英代表FWの壁画が落書き被害…人種差別事件として捜査 「卑劣で恥ずべき行為」
EURO決勝でPK失敗のラッシュフォード、肖像画が描かれた壁画に破壊行為発覚
欧州選手権(EURO)決勝のイタリア対イングランド戦で、PKを外したイングランドの3選手が人種差別の標的になった問題で、被害者の1人であるFWマーカス・ラッシュフォードの壁画に落書きによる破壊行為が行われていたことが分かった。英メディアによると、侮辱的な言葉が記されていたとされ、地元警察は人種差別的な事件として扱うという。
EUROで史上初となる決勝に進出したイングランドは、ファイナルでイタリアと対戦。試合は1-1のまま延長120分間を終えても決着はつかずPK戦にもつれ込む死闘となった。イングランドはGKジョーダン・ピックフォードが2本のPKセーブを見せる活躍を見せた一方で、FWマーカス・ラッシュフォード、MFジェイドン・サンチョ、MFブカヨ・サカが3人連続で失敗し、タイトル獲得を逃した。
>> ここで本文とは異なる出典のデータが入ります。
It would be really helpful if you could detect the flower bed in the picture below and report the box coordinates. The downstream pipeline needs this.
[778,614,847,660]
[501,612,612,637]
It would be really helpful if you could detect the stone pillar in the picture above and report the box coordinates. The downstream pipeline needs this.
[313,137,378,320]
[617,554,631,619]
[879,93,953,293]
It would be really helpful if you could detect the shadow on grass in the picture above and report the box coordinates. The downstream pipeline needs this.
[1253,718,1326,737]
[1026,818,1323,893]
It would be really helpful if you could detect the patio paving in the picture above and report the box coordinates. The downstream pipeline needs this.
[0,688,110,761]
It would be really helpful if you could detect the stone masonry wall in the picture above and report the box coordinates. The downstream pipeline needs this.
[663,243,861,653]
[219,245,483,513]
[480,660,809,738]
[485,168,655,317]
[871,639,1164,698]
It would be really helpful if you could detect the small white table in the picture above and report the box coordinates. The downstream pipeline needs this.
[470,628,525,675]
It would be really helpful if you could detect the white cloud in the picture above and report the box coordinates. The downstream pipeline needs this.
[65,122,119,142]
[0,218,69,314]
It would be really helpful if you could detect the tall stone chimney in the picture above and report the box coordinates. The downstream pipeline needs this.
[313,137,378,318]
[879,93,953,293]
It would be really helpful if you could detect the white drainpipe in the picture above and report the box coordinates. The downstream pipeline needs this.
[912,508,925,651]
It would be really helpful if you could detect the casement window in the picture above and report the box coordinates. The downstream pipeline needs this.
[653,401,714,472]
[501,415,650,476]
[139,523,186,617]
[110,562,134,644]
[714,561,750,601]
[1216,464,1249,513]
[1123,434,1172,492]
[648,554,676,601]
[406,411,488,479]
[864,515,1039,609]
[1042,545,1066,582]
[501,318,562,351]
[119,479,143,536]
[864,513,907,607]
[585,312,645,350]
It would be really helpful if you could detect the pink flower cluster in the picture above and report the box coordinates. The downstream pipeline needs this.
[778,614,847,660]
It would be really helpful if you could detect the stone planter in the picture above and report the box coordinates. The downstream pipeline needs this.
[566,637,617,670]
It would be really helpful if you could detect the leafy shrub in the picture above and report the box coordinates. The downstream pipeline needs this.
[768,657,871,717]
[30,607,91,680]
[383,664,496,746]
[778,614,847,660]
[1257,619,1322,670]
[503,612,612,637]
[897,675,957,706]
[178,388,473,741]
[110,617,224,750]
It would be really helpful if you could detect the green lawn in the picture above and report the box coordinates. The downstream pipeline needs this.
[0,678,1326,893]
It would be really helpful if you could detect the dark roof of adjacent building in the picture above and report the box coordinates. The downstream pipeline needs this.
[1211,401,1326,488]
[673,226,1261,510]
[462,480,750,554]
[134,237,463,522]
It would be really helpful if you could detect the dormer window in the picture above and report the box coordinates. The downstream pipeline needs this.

すると試合後、インスタグラムなどのSNS上でPKを失敗した3人、ラッシュフォード、サンチョ、サカに対する人種差別発言が確認され、イングランドサッカー協会(FA)は「愕然としている」「可能な限り厳しい処罰を求めていく」との声明を発表。イギリスのボリス・ジョンソン首相も人種差別主義者を非難したが、卑劣な行為はさらに続いた。
英公共放送「BBC」によると、マンチェスターのウィジントンに製作されたラッシュフォードの肖像画が描かれた壁画に、何者かによる落書きが見つかったという。壁面には侮辱的な言葉が記されていたとされ、地元警察は人種差別的な事件として捜査。グレーター・マンチェスター警察のアンディ・バーナム市長は、この壁画の改ざんを「卑劣で恥ずべき行為」だと表現している。
落書きが施された箇所は現在、黒色のシートが被せられ、その上にはファンたちによる応援メッセージが貼られているという。サッカー界では人種差別・誹謗中傷被害の撲滅を目指しているが、心ないファンによる卑劣な行為はまたしても繰り返されてしまった。